The hike turned into quite the challenge towards the end, with some cliff scaling and usage of ropes to steady our ascent and descent. The payoff, however, was amazing. It was a waterfall, the kind that Oregon loves to deliver, with water cascading out over a basalt ledge, forming a basin, and an alcove behind the waterfall, where he and I found ourselves, covered in mist and mud, and in awe of the flow of water from above our heads.
In that roar of water, I told him that I loved him deeply, that I would always love him, and that I am having to let go of the love of my life. I squeezed his hand as he stared out at the water, knowing that he heard me, and we had a moment of silence between each other.
The walk back, was quiet.
The drive home was also quiet.
We ended up separating for a while when we got home, exhausted and tired, and laying down in our separate places. After a hot shower, and some food, we ended up chatting a bit more, and I found myself feeling both relaxed and quiet, with a lot of emotions bubbling up, but keeping myself in control of them.
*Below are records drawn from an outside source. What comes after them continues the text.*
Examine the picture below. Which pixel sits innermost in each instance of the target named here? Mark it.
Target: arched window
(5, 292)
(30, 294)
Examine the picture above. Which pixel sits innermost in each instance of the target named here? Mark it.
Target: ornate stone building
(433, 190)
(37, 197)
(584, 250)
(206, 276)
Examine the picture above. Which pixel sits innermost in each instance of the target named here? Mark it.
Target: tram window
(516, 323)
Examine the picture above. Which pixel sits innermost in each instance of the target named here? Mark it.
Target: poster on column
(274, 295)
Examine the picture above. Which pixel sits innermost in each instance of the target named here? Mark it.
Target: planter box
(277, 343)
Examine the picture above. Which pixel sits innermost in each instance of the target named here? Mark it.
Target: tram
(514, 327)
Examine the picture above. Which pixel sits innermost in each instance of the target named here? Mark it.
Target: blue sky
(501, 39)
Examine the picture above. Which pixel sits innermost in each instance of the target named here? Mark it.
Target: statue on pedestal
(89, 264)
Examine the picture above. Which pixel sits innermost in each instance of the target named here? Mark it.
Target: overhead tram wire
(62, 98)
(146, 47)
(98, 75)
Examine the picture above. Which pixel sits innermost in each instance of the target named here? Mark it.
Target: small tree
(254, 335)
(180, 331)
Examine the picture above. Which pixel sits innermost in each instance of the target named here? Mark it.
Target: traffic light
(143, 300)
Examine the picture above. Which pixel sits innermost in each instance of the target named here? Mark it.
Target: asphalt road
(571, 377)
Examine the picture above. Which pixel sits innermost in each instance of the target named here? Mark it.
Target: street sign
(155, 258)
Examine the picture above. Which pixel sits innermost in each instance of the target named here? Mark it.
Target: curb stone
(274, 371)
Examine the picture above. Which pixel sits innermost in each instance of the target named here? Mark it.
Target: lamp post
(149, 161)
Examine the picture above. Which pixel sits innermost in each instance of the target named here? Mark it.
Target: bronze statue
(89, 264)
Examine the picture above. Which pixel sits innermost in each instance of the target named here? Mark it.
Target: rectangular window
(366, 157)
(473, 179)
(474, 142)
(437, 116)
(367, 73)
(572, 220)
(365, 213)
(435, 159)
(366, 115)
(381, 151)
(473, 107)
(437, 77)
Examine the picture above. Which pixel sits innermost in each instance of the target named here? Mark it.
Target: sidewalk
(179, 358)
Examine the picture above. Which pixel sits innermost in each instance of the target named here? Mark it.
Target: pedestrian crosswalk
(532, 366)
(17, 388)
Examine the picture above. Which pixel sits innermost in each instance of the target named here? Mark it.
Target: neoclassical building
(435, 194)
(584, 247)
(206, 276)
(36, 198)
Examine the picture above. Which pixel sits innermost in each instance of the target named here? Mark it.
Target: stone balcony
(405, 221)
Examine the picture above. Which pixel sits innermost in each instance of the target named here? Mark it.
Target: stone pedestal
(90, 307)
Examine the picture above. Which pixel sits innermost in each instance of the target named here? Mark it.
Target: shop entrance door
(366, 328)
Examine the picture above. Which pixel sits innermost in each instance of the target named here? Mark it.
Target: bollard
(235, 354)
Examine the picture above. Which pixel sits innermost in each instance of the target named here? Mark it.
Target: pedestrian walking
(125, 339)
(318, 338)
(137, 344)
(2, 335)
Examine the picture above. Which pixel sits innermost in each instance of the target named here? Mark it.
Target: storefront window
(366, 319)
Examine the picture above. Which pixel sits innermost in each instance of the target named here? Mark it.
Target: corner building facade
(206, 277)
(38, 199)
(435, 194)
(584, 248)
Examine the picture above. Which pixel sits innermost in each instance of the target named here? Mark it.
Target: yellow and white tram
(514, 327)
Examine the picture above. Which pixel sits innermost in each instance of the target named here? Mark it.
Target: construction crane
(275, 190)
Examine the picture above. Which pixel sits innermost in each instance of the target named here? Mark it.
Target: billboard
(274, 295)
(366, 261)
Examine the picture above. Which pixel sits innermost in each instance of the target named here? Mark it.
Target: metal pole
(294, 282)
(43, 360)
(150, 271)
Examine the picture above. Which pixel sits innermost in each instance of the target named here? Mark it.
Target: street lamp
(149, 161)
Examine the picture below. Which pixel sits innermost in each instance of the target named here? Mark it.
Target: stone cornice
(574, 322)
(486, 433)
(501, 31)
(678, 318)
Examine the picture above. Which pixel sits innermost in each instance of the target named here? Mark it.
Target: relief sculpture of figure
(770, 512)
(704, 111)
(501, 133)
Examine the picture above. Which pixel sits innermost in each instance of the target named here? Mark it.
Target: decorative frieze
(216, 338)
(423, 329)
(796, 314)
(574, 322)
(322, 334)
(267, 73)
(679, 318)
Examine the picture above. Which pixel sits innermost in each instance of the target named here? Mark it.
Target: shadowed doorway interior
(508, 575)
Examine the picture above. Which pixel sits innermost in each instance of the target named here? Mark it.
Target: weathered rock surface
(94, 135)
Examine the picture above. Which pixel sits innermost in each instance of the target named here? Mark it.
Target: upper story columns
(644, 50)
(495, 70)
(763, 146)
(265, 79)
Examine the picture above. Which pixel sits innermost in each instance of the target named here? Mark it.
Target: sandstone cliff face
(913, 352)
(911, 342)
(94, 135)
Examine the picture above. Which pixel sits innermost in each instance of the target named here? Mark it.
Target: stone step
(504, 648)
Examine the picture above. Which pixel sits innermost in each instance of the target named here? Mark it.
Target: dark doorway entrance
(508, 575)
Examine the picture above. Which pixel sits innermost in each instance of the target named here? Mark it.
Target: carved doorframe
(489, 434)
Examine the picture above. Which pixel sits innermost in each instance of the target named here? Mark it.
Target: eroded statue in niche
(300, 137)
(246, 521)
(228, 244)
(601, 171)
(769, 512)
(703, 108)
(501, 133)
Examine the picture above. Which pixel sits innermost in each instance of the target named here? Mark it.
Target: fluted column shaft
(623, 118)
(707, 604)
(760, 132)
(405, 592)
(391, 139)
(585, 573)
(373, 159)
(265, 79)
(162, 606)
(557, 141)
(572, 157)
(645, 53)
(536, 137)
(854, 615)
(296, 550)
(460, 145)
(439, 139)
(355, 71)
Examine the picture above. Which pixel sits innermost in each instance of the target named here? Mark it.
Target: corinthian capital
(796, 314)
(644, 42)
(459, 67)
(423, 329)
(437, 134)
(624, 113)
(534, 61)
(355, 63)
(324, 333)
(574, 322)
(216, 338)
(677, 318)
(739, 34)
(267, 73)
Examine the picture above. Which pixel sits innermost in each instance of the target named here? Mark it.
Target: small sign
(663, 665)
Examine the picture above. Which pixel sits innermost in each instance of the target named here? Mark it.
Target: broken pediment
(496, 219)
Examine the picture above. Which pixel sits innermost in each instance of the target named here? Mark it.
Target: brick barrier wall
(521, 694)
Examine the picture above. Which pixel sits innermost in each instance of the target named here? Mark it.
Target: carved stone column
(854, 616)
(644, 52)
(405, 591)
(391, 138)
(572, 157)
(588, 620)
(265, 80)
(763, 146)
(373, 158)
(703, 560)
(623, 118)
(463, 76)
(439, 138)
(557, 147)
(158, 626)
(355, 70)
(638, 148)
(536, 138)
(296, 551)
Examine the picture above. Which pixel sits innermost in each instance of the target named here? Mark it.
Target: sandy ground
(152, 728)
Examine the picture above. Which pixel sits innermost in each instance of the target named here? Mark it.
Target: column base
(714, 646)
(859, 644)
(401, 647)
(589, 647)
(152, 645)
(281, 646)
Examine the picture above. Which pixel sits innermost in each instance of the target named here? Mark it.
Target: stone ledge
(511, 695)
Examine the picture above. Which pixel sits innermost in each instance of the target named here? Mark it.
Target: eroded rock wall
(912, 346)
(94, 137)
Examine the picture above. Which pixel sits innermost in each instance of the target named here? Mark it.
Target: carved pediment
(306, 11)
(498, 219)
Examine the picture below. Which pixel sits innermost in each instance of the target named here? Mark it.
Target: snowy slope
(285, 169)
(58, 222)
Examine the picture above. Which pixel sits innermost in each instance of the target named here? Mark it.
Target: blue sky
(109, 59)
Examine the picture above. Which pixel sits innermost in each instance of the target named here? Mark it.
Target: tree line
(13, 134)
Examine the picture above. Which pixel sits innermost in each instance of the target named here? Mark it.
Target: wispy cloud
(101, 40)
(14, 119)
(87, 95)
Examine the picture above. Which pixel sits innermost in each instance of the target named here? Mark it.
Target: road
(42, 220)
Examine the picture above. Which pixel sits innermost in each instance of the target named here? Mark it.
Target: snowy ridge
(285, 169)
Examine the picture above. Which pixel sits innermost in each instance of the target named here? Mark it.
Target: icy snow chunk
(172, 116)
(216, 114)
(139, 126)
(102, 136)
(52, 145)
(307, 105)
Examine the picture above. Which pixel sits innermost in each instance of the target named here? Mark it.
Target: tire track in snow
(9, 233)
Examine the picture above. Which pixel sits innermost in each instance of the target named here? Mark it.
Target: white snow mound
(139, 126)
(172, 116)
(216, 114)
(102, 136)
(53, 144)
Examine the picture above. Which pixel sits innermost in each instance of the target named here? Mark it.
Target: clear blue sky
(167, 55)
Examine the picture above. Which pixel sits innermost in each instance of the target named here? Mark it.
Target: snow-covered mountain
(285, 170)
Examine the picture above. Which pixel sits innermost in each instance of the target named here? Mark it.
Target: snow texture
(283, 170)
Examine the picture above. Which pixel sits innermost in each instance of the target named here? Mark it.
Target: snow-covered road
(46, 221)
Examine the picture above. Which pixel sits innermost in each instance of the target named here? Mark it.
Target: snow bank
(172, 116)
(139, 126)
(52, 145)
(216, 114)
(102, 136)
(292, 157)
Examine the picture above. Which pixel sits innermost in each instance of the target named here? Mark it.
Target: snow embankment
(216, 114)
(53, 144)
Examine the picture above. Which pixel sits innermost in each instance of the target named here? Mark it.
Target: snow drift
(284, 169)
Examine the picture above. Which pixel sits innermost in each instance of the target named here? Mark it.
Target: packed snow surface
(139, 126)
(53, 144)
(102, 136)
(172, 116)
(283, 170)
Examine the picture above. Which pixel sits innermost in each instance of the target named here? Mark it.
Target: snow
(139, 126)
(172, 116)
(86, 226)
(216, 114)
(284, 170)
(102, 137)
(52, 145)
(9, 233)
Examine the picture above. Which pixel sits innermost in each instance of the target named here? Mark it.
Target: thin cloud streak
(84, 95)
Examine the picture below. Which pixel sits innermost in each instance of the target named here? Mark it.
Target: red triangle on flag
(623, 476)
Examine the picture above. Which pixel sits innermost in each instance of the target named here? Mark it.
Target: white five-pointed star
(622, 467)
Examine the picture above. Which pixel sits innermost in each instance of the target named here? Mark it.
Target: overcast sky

This transition between us will be peaceful going forward. I’ve lost the fight in me to try and find a way back into his heart. He’s got his sights set on someone new, the next new thing for his own life, and I realize that, perhaps, this is what it feels like to be a Dad, for real, letting his beloved Son leave the nest they’d shared.
I will always love him, deeply and profoundly, as his impact on my life is still reverberating through everything I say, do, and feel, and I know that I am proud of him for doing what he needs to do to achieve the things he desires. Did we both fuck up along the way? Yes. Do we both care for each other still? Yes, as well.